Global credit outlook 'stabilising' but weakness still persists in certain sectors
Oil and gas, retail and restaurants show greatest sign of downgrades, report notes.
After a number of ratings downgrades, global credit markets continued to stabilise in the third quarter of 2017, according to a new report.
Research by S&P Global Ratings suggests negative bias – i.e. the proportion of issuers with negative rating outlooks or ratings on the agency credit watch with negative implications – sank to multi-year lows last quarter.
All developed economies are currently showing lower-than-average downgrade potential, while emerging markets are experiencing elevated downgrade potential in the Eastern Europe, Middle East, and Africa (EEMEA) region and Latin America, the ratings agency said.
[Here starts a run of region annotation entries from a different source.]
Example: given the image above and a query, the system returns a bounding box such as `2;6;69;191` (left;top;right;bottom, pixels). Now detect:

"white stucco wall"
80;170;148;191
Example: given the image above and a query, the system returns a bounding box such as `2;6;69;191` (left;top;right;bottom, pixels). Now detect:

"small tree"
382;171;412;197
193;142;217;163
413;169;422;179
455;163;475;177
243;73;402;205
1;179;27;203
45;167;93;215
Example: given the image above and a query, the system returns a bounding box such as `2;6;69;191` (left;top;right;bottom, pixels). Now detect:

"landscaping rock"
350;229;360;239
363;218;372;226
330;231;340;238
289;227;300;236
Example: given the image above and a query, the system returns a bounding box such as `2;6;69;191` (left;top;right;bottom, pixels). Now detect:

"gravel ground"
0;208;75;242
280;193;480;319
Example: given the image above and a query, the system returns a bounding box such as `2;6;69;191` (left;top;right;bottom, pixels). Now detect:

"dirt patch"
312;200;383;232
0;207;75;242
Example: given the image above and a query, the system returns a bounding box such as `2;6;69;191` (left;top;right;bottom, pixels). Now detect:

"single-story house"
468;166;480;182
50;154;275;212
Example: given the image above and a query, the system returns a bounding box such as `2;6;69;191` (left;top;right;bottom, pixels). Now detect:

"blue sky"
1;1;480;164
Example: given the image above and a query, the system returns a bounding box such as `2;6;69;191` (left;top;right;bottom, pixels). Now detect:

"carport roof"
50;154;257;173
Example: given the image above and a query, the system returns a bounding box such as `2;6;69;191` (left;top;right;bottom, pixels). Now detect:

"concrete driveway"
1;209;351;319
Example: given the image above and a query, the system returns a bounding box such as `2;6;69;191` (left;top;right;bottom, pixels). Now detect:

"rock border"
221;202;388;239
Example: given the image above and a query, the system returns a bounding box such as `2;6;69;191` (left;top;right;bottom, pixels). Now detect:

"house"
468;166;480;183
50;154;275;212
Overall, S&P downgraded 173 global corporate and sovereign issuers in the third quarter of 2017 accounting for $1trn (£757bn) in rated debt.
It also upgraded 113 companies accounting for $376.3bn in rated debt. More than half of the rating actions - both upgrades and downgrades - were on US-based issuers.
S&P said the outlook for global credit markets remains favourable as credit conditions remain satisfactory. Risk pricing and volatility are low, and geopolitical risks, though perennial, have receded.
Diane Vazza, head of fixed income research at S&P, said: "Globally, oil and gas, financial institutions, and retail and restaurants continue to show the greatest likelihood of downgrades, while upgrade potential remains limited to the metals and mining, aerospace and defence, auto, and forest products and building materials sectors."